Sheffy Tattarath, an Indian artist who believes that art and creativity are something inherent in every individual and waiting to be discovered, has created numerous paintings and taken part in several exibitions in Oman and India. While working on those projects, Sheffy has spent several days isolated from the world and focused on the task at hand. So, the current lockdown may not be as disturbing to him as it is to others. Here’s what he has to say:
I am really thankful to God that he has included me in a group of ‘creative workers’ (I might be a speck of dust in the world of art, though). I don’t think there is any sort of lockdown for artists. One can sit alone for hours, contemplate and work.

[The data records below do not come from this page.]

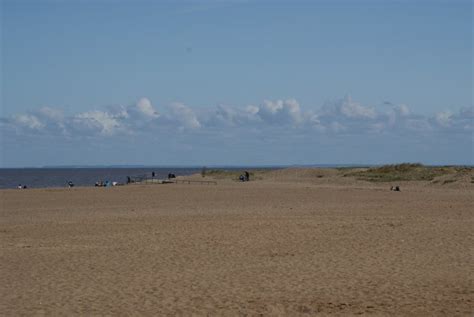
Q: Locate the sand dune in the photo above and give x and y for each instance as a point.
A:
(273, 247)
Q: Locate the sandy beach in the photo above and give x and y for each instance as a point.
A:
(284, 245)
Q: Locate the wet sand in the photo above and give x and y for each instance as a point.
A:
(264, 247)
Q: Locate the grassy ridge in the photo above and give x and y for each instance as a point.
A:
(405, 172)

While I channel my thoughts on my creativity, I do not ignore the business opportunity in my work as I believe that every artist should channel his work to give himself financial stability (particularly in this present crisis). The struggle to balance continues to be there but artists are constantly creating and experimenting new stuff. They are involved in a constant thought process, that’s the food for our thoughts. It gives us energy. It keeps us alive and curious.
In fact, isolation is also not new to artists, I guess. Amongst a crowd, too, one is always in their own world to push through new forms of expression. So, it’s a natural form and method to support social distancing.

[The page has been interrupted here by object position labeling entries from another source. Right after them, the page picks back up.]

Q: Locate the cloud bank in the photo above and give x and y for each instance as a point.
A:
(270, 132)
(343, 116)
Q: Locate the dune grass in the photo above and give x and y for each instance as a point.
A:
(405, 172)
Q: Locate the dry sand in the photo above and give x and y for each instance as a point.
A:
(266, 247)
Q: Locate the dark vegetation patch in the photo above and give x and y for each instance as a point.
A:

Through this solitude, I have been specialising in experiments with pastels, water colours, besides my normal routine of acrylic and oils. Drawing mediums such as pastels and graphite give me more freedom than other mediums. Hence, I find a sense of enjoyment in experimenting with different mediums.
Artists draw inspiration from events that happen around them. Such observation of natural and human behaviour often turns into ideas for new paintings. Sometimes, inspiration comes from even a negative incident such as the COVID-19 pandemic. It forced me to create COVID-19 related paintings which are socially relevant.
To sum up, I believe, life is like a painting…full of uncertainty. We start on an empty canvas with simple brush strokes and, when it finishes, it becomes a beautiful painting. But, just as in life, it can be spoiled by a bad stroke, as well.